Filipinos, especially in Quiapo, are intensely devoted to the image of the Nazarene–the black Christ. It is the suffering Christ of the Passion, portrayed as a dark-skinned Moor. 

Poóng Itím na Nazareno (replica)

The statue, carved from dark mesquite wood, originated from Mexico in the 17th century. But tradition attribute the dark skin to soot from votive candles or charring by fire during its galleon transport–as if Christ, the Imanu’el, transformed himself to minister to the swarthy Indios of the Pacific islands.

While the Buddha became more east Asian as the cult spread to China and Japan, the Christ remained staunchly semitic, or at least Mediterranean, even in Spanish Catholic Philippines. In the Black Nazarene, he is an African from the Maghreb or Andalusian Spain.
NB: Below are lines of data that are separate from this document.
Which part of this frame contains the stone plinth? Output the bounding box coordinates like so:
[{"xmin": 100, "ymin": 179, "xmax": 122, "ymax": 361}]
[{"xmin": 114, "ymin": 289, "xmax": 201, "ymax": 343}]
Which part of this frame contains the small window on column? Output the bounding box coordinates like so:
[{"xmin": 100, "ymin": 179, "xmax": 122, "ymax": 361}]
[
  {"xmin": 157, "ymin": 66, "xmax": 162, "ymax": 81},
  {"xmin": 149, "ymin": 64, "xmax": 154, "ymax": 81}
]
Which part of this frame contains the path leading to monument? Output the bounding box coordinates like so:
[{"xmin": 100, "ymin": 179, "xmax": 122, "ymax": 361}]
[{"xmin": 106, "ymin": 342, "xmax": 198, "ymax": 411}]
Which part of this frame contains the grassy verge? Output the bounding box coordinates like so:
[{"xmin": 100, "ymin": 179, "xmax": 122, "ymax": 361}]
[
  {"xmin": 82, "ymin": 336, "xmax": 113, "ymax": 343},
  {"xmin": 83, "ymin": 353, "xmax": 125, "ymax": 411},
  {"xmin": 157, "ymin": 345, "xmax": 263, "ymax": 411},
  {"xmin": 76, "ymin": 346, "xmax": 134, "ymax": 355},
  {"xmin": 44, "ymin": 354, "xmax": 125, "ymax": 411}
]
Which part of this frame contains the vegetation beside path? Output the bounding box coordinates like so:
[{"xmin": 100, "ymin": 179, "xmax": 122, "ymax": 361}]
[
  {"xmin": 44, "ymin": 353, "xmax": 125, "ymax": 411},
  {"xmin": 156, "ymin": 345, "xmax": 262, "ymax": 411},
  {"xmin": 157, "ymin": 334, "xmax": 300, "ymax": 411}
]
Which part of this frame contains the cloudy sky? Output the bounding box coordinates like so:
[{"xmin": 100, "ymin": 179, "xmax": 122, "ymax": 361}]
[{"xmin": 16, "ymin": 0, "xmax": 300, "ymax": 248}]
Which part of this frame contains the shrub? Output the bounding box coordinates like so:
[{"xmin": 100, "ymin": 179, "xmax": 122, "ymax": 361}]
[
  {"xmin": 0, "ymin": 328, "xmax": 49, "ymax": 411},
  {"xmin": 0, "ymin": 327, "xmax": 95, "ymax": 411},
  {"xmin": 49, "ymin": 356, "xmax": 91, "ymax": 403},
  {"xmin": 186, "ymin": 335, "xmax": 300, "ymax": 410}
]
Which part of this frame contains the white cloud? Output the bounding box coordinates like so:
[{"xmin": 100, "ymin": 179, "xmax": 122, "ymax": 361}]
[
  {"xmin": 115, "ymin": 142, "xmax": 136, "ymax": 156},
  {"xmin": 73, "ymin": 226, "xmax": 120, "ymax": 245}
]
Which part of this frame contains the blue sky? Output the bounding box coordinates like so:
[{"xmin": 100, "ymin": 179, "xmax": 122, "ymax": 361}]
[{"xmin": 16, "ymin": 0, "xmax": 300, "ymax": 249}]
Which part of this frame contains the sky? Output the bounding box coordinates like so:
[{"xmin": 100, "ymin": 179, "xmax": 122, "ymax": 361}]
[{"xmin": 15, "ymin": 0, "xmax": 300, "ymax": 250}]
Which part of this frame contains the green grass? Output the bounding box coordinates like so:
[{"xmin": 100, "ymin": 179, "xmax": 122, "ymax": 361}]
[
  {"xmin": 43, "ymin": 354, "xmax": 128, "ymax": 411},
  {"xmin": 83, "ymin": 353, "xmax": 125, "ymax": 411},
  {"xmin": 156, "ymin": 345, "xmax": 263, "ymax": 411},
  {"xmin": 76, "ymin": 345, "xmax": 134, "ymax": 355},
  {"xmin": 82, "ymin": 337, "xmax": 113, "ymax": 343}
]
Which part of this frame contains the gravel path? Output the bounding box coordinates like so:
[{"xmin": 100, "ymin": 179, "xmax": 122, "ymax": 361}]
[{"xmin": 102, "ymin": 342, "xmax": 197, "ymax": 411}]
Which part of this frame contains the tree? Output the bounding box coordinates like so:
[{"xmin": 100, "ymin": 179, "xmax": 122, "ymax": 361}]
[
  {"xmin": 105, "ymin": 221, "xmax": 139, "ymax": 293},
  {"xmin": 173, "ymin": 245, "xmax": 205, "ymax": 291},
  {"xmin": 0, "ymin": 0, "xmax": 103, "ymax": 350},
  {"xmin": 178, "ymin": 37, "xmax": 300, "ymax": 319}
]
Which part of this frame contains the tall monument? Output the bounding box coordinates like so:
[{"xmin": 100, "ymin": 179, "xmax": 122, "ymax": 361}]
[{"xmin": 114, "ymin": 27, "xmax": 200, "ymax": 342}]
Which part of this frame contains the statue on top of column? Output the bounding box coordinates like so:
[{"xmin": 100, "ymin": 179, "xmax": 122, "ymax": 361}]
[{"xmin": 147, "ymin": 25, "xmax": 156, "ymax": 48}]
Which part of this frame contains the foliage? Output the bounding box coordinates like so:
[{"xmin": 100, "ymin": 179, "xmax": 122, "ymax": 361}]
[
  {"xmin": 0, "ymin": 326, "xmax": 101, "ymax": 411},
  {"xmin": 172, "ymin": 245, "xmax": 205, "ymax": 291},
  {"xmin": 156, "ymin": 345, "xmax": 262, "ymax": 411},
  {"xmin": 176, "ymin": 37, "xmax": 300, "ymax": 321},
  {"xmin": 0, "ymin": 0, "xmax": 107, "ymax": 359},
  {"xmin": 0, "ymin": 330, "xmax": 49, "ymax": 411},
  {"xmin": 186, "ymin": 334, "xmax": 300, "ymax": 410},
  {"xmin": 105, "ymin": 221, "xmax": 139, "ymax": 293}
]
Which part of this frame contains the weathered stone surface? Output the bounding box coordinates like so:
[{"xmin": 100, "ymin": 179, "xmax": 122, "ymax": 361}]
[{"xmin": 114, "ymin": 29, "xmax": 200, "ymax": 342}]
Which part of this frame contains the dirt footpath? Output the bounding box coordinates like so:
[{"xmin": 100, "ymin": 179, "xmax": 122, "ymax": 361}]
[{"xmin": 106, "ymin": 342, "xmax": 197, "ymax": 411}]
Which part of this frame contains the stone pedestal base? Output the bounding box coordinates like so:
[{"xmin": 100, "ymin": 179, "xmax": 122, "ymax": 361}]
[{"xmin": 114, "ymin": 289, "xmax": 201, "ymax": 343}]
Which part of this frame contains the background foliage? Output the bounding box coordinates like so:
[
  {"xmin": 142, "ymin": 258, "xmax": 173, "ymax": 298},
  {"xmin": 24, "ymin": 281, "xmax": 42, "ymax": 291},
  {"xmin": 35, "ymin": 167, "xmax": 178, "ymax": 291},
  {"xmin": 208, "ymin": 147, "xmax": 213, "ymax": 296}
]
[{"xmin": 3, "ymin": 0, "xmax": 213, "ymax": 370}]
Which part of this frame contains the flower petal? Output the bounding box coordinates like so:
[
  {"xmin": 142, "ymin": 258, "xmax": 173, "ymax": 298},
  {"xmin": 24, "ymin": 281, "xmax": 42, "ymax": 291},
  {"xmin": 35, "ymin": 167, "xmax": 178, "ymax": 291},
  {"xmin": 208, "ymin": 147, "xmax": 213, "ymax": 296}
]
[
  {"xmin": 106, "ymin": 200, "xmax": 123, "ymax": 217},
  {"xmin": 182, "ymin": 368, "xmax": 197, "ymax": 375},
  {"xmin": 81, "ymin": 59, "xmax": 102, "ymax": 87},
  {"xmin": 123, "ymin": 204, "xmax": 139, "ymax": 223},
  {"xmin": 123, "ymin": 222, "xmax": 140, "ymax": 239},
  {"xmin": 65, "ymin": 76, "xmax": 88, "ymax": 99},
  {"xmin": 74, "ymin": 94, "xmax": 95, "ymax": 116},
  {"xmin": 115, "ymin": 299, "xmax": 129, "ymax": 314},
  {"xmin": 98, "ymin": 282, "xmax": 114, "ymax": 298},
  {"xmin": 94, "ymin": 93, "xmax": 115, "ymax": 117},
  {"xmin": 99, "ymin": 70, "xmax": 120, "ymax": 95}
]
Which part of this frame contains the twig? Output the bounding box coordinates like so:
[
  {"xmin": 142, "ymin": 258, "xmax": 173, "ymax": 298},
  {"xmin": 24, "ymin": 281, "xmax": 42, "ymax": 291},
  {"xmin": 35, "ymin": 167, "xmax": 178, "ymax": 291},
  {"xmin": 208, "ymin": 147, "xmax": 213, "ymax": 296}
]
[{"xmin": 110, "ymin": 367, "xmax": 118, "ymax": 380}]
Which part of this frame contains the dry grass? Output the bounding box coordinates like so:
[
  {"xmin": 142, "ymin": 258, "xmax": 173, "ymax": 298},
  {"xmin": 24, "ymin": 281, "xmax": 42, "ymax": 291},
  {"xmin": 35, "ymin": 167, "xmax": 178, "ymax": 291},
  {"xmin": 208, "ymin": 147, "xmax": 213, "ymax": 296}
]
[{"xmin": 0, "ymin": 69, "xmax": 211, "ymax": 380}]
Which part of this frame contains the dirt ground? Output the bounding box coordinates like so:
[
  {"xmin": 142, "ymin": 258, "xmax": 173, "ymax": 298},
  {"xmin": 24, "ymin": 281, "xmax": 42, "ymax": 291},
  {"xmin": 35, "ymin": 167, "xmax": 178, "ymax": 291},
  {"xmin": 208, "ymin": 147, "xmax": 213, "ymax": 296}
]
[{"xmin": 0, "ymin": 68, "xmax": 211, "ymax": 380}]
In the Chapel of the Holy Cross, atop the red rocks of Sedona, there is a bust of the crucified Christ from the Cathedral in Chartres. It’s medieval visage has slender, feminine features. The beard trimmed to the jaw-line tapers at the chin and parts like a hoof. The crown of thorns, fat and spikeless, coils around the head, like a saracen’s turban. He could be the Venetian Othello in Orientalist paintings, Christ, the ultimate outcast.